Peter Ivers: ave atque vale

Dennis Perrin takes a break from the troubles of the world, here. In reading Dennis' post, I was moved to find out a little more about someone he mentioned: Peter Ivers, the brilliant but ultimately somewhat troubled songwriter/performer/New Wave impresario.

Ivers belonged to the coterie of folks who haunted Harvard in the late 60s, who believed that they were destined to conquer/transform the creative world. This is a classic undergraduate fantasy--"our group is SPECIAL"--but given where they were and when, it must've been even more seductive. Some did prevail, albeit only temporarily: National Lampoon co-founder Doug Kenney, for example. But for the others, the dream ended as it always does, smashed against the rocks of adulthood, biology, commerce, happenstance. The one thing you can't see from college is the role of seredipity; the world is not one big campus, to be grabbed and bent to your will. It's much, much bigger than that, and has its own imperatives to achieve. That's both great and terrible, but some people who cut a figure at a high-falutin' school never get over the big drop into the soup.
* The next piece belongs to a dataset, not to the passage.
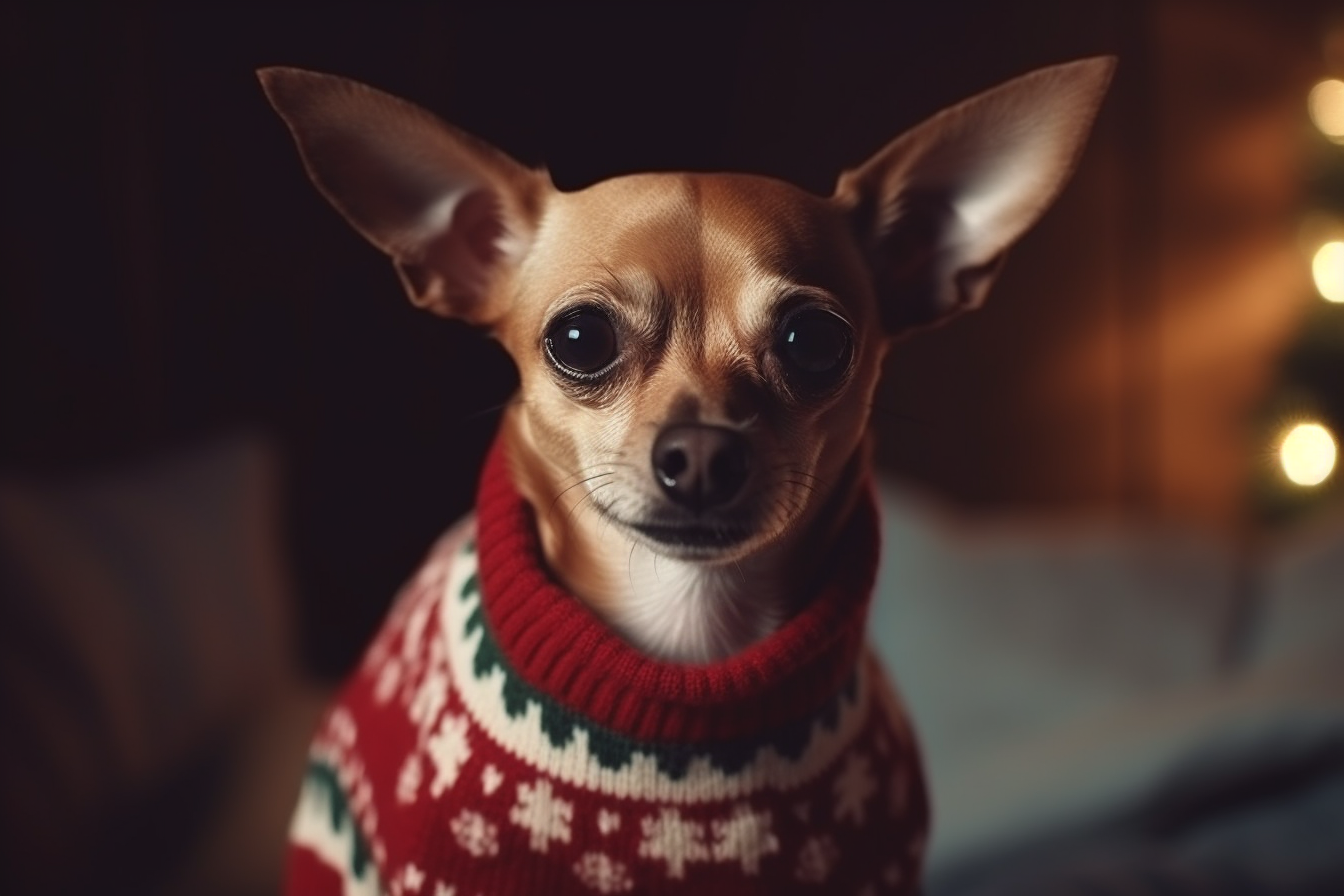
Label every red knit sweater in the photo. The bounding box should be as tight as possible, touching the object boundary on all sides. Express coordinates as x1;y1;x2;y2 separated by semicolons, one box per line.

God knows it took me a bit--assuming that I have!

Unlike Kenney, Ivers never found (or refused to seek) mainstream success; he scuffled along doing interesting, but difficult, projects until his murder in 1983. Like Kenney, he seemed totally committed to inhabiting a personal myth. And like Kenney, this strategy worked splendidly in college, but less and less so as he got older. Here's an interesting (though hard to read!) obituary/appreciation clipped from New York magazine. There's also a nice song Ivers wrote at the bottom of the page. Hail and farewell to another interesting person that I never met.